Le président Donald Trump a déclaré vendredi soir qu'il ne s'excuserait « jamais » pour la hausse du prix moyen de l'essence au-dessus de 4 dollars le gallon.
Lors d'un rassemblement à Garden City, dans l'État de New York, Trump a déclaré : « Pour que vous payiez un tout petit peu plus pour votre essence, souvenez-vous simplement que vous le faites pour qu'un pays très méchant ne puisse pas avoir [d'arme nucléaire]. Alors n'oubliez pas que lorsque vous devez payer un peu plus, vous êtes à 4$. C'est bon. »
En août 2024, lors de sa campagne pour son retour à la Maison Blanche, Trump a déclaré : « Nous allons faire baisser vos prix de l'énergie.
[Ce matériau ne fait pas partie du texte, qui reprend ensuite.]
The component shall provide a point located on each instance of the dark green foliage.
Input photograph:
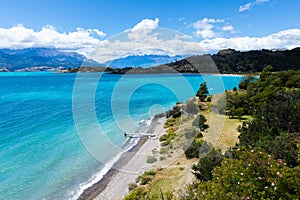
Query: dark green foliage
(221, 104)
(252, 175)
(192, 108)
(245, 82)
(255, 61)
(192, 149)
(145, 178)
(190, 133)
(199, 122)
(284, 147)
(202, 92)
(151, 159)
(136, 194)
(176, 114)
(203, 169)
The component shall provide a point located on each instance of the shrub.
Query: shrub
(192, 149)
(192, 108)
(151, 159)
(137, 193)
(163, 137)
(189, 133)
(200, 122)
(253, 175)
(131, 186)
(203, 169)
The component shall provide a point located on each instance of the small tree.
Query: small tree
(202, 92)
(199, 122)
(192, 108)
(239, 113)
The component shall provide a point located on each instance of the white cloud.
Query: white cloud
(146, 37)
(261, 1)
(206, 33)
(146, 24)
(245, 7)
(19, 36)
(249, 5)
(99, 33)
(210, 28)
(227, 28)
(284, 39)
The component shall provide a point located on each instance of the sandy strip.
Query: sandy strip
(114, 184)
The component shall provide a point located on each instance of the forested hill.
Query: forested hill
(232, 61)
(254, 61)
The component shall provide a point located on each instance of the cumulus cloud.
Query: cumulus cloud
(249, 5)
(284, 39)
(227, 28)
(146, 24)
(19, 36)
(245, 7)
(146, 37)
(207, 28)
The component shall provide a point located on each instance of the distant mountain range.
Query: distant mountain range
(144, 61)
(225, 61)
(40, 59)
(47, 59)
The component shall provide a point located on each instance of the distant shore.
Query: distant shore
(114, 184)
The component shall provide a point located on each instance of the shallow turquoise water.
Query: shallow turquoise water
(49, 139)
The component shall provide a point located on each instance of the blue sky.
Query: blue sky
(208, 22)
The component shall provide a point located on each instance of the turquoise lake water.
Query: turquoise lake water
(57, 130)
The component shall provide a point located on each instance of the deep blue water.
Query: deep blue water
(57, 130)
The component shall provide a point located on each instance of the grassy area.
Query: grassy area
(176, 173)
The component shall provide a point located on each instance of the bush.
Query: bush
(253, 175)
(200, 122)
(163, 137)
(137, 193)
(189, 133)
(192, 108)
(131, 186)
(203, 169)
(151, 159)
(192, 149)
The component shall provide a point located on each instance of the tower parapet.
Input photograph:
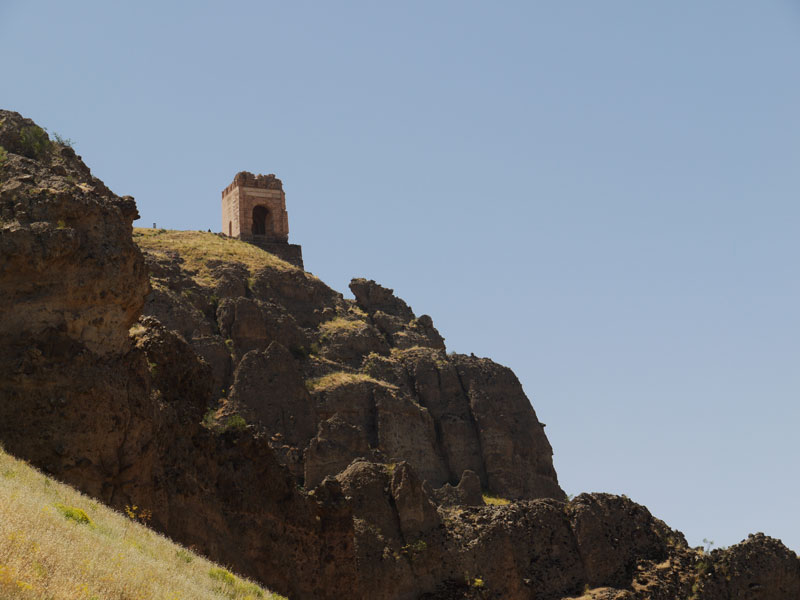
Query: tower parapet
(254, 210)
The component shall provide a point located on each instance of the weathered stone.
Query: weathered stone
(334, 447)
(268, 385)
(467, 493)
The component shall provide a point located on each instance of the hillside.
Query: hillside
(57, 543)
(324, 446)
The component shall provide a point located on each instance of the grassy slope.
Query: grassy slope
(196, 248)
(58, 544)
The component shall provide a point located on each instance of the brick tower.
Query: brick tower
(254, 210)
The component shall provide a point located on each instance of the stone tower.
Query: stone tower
(254, 210)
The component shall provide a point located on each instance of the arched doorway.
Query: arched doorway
(260, 220)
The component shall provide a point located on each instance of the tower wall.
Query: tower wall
(239, 200)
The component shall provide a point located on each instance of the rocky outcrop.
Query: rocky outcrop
(118, 413)
(67, 260)
(328, 447)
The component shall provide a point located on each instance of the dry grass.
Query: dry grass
(341, 324)
(341, 378)
(57, 544)
(197, 248)
(495, 500)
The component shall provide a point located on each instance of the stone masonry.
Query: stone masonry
(254, 210)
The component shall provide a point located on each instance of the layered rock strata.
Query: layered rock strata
(328, 447)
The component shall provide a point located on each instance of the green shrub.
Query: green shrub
(72, 513)
(62, 140)
(34, 142)
(184, 555)
(235, 422)
(223, 576)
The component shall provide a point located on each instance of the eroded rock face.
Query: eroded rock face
(67, 260)
(119, 417)
(361, 449)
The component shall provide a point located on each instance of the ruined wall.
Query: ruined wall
(245, 193)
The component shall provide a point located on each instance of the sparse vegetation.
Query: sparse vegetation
(56, 543)
(341, 324)
(413, 550)
(220, 424)
(340, 378)
(73, 513)
(62, 140)
(495, 500)
(34, 142)
(136, 330)
(198, 248)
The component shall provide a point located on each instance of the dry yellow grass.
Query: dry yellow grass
(57, 544)
(341, 324)
(196, 248)
(340, 378)
(495, 500)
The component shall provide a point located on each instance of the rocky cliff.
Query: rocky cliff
(328, 447)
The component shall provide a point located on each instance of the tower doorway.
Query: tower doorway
(260, 220)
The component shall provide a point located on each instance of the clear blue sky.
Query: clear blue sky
(601, 195)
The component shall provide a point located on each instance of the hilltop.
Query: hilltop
(324, 446)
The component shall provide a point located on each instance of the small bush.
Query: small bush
(72, 513)
(34, 142)
(184, 555)
(495, 500)
(235, 422)
(62, 140)
(222, 575)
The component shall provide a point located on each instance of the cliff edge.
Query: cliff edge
(325, 446)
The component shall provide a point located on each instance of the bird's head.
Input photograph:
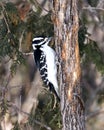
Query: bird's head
(40, 41)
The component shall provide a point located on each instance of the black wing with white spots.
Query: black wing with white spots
(43, 69)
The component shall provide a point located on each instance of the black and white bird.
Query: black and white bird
(45, 57)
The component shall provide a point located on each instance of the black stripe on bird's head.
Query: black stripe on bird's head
(39, 41)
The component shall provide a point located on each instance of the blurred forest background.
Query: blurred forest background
(24, 102)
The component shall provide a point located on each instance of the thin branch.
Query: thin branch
(92, 8)
(41, 6)
(96, 113)
(5, 17)
(28, 53)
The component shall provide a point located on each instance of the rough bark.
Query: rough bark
(65, 19)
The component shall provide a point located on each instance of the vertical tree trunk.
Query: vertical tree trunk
(65, 19)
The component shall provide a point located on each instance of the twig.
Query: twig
(42, 125)
(41, 6)
(4, 17)
(29, 53)
(92, 8)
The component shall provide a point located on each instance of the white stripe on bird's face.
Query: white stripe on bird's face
(40, 41)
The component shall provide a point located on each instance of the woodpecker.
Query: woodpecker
(44, 57)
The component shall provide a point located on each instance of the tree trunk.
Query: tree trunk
(65, 19)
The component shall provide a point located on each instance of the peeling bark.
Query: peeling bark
(65, 19)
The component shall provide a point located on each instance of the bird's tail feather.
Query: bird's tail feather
(54, 91)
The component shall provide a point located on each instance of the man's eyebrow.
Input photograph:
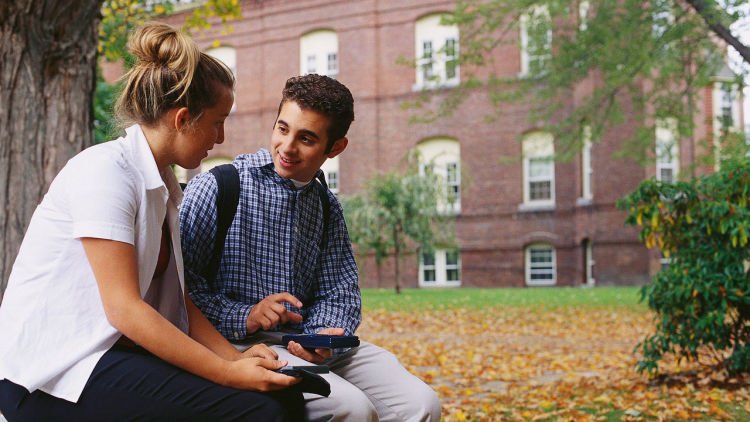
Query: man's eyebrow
(309, 132)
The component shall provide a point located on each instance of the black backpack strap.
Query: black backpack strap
(326, 203)
(227, 197)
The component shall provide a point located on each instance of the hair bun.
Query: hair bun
(161, 45)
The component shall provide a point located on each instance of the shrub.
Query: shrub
(702, 299)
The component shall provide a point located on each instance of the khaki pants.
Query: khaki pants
(367, 384)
Nous allons faire baisser vos prix de l'énergie de 50 %. » Un mois plus tard, il a déclaré : « L'énergie va nous ramener à la vie. Cela signifie que nous allons baisser et que nous allons acheter de l'essence à moins de 2 dollars le gallon. »
Les prix du diesel et de l'essence ont augmenté pendant la guerre en Iran. Selon AAA, le prix moyen de l'essence au pays est passé à 4,07 dollars le gallon, contre 3,88 dollars le mois dernier. Les prix du diesel ont également fortement augmenté, atteignant 5,40 dollars le gallon contre 4,98 dollars le mois dernier.
La hausse des prix de l'énergie a entraîné une hausse de l'inflation aux États-Unis, incitant certains responsables de la Réserve fédérale à plaider en faveur d'une hausse des taux d'intérêt. Les données publiées cette semaine montrent que l'indice des prix à la consommation (IPC) américain est tombé à 3,4 % en juillet, contre 3,5 % le mois précédent.
Si l'on exclut la volatilité des prix des denrées alimentaires et de l'énergie, l'inflation s'est établie à 2,5 % en juillet, soit plus que l'objectif de 2,0 % fixé par la Réserve fédérale.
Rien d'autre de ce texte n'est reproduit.